Everyone whose home is more valuable than earlier... kiss Maria.
t makes out with amych
BTW, roger Daultry does not look his age. and he has amazing arms.
yay! I get to kiss Maria!
t jumps in the group hug pile
t pinches beth's butt
t does nothing to ita
education, and real estate are the top two.
Hee. My mother suggested taking out a loan for my college education, and I told her under NO circumstances would I let her do that on my behalf.
It never occured to me that loans for university were more than normal, and that it was a cost that the student would bear.
God bless McGill. I think there might have been a loan involved in my sister's third degree, but she's a little brainiac and people like to give her neurons money.
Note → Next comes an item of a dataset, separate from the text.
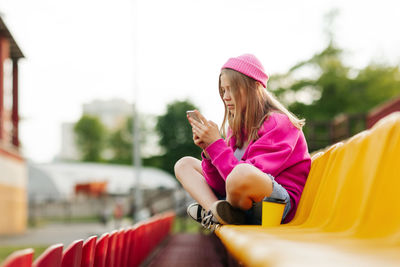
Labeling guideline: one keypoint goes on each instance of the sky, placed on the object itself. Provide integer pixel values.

Whoops. Way past my bedtime.
Quick question for those familiar with the LA area: Is Runyon Canyon worth driving to? Are there like canyons worth looking at closer to West LA?
Right. Hugging. Yes.
Of course. All over that.
Local.
So it may be a local phenomenon. That still doesn't allow you to make a blanket statement that all debt is bad.
Property values do increase, in some places more slowly than others. If you remain in the house for a significant period of time, you will make money.
My DF's parents bought their house in the '70s for $30 grand. His father worked for the government and retired in '95. They were barely scraping by on his retirement. The house was paid off a long time ago, but they took out another mortgage three years ago to make the non-liquid asset liquid. Technically, they were $150K richer, but unless they borrowed against the house, they couldn't touch it. So, with that cash, they invested it in mutual funds and bonds, and now have easier access to it if they need it. Their payment is far less than it was on their home equity line of credit.